The American Rental Association’s (ARA) latest forecast for the US rental market has been moderated to 5.6% growth in 2016, followed by 4.9% growth in 2017.
The ARA’s previous forecast (complied by IHS) was for 6.6% market growth in 2016 followed by 5.6% growth in 2017.
Despite the softened forecast, the ARA said total rental revenues in the US – including revenues from the construction and industrial sectors; and general tool; and party and events sectors – were expecte to reach a record US$47.9 billion (€41.4 billion) this year, and climb to US$55.6 billion (€48 billion) in 2019.
Meanwhile, the ARA’s latest forecast for Canada is for a 2.2% decrease in total rental revenues this year to US$4.83 billion (€4.2 billion). It said the drop was down to a 2.9% decrease in construction and industrial equipment rental revenues.
The trend in Canada is expected to reverse in 2017, according to the ARA, with Canadian equipment rental revenue forecast to show a 4.7% increase and grow in successive years to reach US$5.64 billion (€4.87 billion) in 2019.
In the US, the ARA said several factors posed potential risk to the industry’s growth, including unexpected government policy changes, oil price changes and more.
John McClelland, ARA vice president for government affairs and chief economist, said, “The adjustments in our forecast reflect changes in the outlook for the entire economy.
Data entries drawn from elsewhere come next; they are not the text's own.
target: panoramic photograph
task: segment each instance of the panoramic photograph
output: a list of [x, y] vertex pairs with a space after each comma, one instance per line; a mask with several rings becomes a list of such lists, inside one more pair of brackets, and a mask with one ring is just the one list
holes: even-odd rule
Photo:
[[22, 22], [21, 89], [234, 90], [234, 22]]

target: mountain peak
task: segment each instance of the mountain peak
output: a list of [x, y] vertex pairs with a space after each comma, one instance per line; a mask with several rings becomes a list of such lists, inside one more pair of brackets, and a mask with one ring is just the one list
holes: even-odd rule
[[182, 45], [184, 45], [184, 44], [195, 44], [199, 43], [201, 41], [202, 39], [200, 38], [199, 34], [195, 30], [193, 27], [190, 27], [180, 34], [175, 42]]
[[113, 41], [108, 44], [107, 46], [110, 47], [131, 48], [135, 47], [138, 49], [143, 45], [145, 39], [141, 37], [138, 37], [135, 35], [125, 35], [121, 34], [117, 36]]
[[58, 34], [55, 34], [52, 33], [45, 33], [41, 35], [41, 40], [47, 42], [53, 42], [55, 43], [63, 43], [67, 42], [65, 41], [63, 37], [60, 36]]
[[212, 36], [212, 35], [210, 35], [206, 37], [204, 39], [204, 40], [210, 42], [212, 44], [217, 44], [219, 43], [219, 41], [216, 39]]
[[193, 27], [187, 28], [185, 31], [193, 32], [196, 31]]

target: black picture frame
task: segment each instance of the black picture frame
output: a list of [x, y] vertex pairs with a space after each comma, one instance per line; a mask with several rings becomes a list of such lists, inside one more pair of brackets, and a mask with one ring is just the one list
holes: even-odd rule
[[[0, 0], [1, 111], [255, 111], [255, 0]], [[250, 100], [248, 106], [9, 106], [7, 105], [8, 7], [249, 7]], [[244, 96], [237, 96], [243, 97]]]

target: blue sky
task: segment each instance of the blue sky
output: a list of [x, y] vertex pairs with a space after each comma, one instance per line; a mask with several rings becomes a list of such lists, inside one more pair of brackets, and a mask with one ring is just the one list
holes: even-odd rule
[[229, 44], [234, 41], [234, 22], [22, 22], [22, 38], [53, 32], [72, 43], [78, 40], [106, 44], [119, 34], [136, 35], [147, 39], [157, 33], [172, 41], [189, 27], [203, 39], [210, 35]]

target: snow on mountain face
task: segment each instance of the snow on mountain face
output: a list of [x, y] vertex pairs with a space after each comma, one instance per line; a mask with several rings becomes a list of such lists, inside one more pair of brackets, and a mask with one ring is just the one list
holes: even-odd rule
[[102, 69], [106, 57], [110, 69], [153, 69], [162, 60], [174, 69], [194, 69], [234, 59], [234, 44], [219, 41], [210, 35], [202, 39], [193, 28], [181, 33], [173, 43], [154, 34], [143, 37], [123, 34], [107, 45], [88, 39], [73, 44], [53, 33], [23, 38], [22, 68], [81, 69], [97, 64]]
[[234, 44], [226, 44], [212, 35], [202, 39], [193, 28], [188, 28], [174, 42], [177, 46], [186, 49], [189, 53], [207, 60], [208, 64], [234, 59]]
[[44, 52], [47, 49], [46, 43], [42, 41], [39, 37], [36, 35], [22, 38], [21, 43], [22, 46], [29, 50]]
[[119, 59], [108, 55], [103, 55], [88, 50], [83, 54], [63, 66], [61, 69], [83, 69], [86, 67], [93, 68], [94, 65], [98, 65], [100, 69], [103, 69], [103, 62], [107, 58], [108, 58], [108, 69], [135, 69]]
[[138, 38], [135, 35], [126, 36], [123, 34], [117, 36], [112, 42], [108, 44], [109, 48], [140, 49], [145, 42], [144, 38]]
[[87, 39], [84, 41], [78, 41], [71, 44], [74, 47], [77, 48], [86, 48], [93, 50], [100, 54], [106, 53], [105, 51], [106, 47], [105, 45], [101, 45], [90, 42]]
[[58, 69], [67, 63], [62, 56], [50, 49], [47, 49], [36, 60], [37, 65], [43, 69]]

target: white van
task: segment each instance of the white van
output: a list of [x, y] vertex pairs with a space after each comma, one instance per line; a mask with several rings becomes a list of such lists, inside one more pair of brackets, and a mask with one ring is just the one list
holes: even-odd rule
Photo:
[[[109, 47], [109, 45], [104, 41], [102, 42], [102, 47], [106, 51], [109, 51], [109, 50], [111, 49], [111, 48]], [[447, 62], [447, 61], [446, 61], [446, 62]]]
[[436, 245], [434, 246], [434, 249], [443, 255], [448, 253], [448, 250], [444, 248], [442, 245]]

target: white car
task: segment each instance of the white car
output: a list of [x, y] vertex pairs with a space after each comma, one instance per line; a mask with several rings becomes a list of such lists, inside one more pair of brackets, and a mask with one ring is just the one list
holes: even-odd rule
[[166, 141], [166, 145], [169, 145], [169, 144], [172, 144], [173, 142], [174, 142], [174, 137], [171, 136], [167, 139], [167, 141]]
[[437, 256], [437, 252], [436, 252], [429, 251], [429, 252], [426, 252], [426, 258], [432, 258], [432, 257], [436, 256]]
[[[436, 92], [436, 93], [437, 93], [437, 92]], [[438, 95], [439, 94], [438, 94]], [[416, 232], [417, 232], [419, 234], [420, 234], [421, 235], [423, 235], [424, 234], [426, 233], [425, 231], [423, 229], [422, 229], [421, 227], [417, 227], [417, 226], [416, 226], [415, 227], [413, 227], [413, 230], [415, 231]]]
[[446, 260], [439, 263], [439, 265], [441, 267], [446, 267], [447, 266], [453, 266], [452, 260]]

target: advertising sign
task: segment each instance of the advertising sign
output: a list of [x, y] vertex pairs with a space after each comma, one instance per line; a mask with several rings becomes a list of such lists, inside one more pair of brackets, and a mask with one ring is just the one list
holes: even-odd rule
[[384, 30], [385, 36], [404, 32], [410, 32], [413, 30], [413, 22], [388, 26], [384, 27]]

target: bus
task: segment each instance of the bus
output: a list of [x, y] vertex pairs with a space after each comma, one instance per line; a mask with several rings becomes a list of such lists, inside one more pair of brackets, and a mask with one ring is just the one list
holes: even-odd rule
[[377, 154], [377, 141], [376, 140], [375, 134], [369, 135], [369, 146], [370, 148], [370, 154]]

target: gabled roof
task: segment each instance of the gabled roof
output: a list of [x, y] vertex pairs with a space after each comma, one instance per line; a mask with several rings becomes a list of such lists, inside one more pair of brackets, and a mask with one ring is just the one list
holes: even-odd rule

The fact that the equipment rental industry continues to have revenue growth more than double that of the US economy as a whole underscores the positive aspects of this latest forecast by IHS.”
And Scott Hazelton, managing partner, IHS Global Insight, Lexington, Mass, added, “The US economy continues to expand. The wild card is that much of the global economy has failed to ignite.
“Sluggish growth from US trading partners continues to weigh on oil prices, preserve the high value of the dollar and subdue business confidence in key industries.
“The lingering weakness in manufacturing and energy markets will limit rental revenue growth somewhat more than expected, but construction and home renovation remain strong.
"We have lowered the national growth rate by about 150 basis points, but the outlook remains fundamentally strong at about twice the growth rate of gross domestic product (GDP) in the US.”